The analysis of many proteomes also confirmed the lack of a unique theory of cold-adaptation mechanisms. Indeed, Gu and Hilser (Gu and Hilser 2009) reported a homogeneous modulation of structural flexibility and stability across the components of the proteome of organisms adapted to different habits, but also that the molecular mechanisms of temperature adaptation can still significantly vary in different proteins.

The investigation so far collected suggests that each enzyme exploits diverse structural strategies to adapt to low temperatures, strategies that are often difficult to precisely identify.

In this context, we should keep in mind for comparative studies, as the ones achieved with MD simulations, that the sequence similarity between psychrophilic and mesophilic counterparts should be relatively high to make the comparison effectively meaningful. Subtle structural effects are hard to estimate if pronounced differences in the protein architecture are found. This is even more important if we consider that very often we are searching for very subtle modifications that are sufficient to adapt a protein to cold temperatures. To overcome these problems, comparative MD studies among homologous enzymes with high sequence identities and similarities (higher than 60–70 %) of differently temperature-adapted enzymes are strongly encouraged and have already been applied in some cases (Papaleo et al. 2008; Sigtryggsdóttir et al. 2014). We would encourage to make this a more routinely and general approach in the study of cold-adaptation at the atomic level.

For example, MD investigations on cold-adapted serine-proteases, clarify how distinct members of this superfamily have addressed the detrimental effects of low temperature on protein activity and stability (Papaleo et al. 2006, 2007, 2008; Isaksen et al. 2014).
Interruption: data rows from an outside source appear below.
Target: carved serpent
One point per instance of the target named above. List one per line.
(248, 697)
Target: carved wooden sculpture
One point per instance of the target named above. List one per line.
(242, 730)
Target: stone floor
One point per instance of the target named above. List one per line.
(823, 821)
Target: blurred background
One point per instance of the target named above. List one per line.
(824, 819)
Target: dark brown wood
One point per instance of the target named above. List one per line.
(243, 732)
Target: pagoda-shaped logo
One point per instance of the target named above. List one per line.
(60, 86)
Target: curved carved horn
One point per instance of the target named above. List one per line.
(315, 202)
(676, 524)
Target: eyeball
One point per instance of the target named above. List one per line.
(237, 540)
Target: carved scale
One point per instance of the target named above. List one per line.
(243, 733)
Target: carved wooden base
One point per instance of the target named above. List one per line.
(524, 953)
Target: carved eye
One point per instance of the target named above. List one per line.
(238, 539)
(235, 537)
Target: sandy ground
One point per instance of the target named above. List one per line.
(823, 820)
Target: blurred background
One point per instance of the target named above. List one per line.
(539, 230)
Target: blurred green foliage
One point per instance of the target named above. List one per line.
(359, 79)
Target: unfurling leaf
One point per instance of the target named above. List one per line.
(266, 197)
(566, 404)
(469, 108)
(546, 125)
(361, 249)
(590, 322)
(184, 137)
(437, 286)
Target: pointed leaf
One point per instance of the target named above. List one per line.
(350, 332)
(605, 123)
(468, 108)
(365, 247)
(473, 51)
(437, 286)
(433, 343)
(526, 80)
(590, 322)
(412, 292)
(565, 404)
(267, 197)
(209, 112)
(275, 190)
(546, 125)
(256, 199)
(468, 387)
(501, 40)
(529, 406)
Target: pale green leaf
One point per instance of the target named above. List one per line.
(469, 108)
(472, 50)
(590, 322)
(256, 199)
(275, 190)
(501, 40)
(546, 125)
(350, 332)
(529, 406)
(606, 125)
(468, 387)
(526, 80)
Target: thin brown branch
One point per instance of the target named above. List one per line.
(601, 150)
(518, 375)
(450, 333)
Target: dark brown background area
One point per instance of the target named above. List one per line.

As an example, the finding that the separation between psychrophilic and mesophilic trypsins or elastases, is subsequent to the separation of trypsins from elastases, is an indication that cold-adapted trypsins and elastases independently evolved identical strategies to optimize flexibility at low temperatures, and is a striking case of molecular evolutionary convergence (Papaleo et al. 2008).
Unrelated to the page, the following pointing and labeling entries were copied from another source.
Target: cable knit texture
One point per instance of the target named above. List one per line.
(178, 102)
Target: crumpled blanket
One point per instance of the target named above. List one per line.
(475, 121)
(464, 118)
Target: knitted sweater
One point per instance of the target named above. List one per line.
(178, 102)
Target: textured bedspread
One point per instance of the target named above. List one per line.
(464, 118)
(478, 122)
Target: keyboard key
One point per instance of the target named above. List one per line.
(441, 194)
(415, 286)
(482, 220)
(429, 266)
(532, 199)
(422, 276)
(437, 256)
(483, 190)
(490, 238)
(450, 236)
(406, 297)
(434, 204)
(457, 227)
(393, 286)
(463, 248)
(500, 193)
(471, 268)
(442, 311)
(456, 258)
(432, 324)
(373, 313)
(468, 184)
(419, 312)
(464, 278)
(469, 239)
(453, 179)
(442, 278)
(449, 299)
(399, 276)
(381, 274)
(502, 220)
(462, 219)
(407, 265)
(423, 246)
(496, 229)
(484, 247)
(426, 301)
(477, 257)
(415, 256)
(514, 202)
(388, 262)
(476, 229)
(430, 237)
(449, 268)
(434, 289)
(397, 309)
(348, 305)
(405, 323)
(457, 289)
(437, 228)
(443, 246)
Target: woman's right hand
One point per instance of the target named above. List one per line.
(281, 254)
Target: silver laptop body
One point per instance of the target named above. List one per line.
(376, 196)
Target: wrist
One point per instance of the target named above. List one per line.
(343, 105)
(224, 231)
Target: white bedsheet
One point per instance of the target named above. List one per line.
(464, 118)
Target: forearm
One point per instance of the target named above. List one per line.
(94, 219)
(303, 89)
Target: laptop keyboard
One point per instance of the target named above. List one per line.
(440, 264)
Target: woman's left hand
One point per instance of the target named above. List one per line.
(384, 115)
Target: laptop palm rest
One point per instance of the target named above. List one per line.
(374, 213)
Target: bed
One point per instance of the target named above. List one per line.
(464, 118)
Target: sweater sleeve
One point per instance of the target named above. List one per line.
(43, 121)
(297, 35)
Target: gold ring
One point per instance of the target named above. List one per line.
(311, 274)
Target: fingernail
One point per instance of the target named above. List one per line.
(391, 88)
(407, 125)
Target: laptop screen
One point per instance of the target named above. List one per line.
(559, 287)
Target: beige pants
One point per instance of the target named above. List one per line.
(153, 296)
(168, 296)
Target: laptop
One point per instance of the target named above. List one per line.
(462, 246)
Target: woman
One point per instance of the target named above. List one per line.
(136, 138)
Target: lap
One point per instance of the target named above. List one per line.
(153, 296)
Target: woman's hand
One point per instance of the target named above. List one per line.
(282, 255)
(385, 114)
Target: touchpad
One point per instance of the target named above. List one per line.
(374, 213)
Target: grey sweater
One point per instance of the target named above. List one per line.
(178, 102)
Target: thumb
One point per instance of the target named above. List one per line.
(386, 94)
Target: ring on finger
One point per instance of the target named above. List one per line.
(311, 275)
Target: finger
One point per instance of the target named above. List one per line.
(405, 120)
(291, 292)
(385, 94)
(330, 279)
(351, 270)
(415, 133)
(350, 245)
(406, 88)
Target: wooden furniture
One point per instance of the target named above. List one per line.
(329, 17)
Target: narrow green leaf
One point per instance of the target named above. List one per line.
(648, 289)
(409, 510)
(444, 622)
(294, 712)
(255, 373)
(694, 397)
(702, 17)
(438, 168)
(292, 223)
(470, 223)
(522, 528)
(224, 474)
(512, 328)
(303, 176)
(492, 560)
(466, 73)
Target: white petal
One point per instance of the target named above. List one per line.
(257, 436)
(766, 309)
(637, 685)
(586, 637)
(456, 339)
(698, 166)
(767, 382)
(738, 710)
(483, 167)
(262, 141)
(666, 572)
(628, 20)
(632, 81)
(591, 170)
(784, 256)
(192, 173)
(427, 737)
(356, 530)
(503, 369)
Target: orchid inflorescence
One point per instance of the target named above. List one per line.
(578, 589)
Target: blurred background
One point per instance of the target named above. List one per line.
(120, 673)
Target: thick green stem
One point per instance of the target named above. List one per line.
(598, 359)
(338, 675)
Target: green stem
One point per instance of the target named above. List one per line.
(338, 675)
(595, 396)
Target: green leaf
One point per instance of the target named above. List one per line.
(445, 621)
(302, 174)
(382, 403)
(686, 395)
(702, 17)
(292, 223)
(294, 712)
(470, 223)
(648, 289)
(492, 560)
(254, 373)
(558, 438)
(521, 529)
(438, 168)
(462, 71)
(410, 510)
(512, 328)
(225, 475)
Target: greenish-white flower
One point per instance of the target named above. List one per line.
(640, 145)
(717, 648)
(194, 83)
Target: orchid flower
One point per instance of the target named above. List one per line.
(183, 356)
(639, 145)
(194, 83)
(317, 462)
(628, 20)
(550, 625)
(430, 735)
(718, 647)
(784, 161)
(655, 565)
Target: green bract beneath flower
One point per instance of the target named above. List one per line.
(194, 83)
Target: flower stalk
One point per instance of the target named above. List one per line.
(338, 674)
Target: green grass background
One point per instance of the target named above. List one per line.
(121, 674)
The many structural and computational studies mentioned in this paragraph suggest, thus, that even if a general theory for enzyme cold adaptation cannot be postulated, enzymes sharing function and 3D architecture are expected to adopt similar solutions to tune their flexibility and stability in a way that they can carry out their function under extreme low-temperature conditions, pointing out an evolutionary convergence on structural and dynamical properties of homologue cold-adapted enzymes. These evidences suggest that even if common structural strategies in cold adaptation cannot be formulated, a family-centered point of view will be extremely useful in the comparative analyses of cold- and warm-adapted enzymes.

9 Future Perspectives

MD simulations demonstrated their potential in the study of structural and dynamical properties of cold-adapted enzymes in the last two decades. It is now time to make more progresses in the field taking advantage of the usage of new and more accurate force fields and new methods to enhance the sampling in the simulations or to account for experimental restraints derived for example from NMR data, such as chemical shifts which are probe of dynamics over different timescales. In the application of conventional MD, a step forward is needed both in terms of sampling beyond the microsecond timescale but also in order to assess the reproducibility of the results. New methods can also be applied to the analyses of the MD data to identify for examples differences in conformational transitions that the proteins undergoes in solution and differences in the population of major and minor states of the conformational ensemble. MD simulations can also have a big potential in the study of cold adapted enzymes for applicative purposes. They indeed provide a computationally affordable technique to screen and to design mutant variants with increased local flexibility or enhanced protein stability.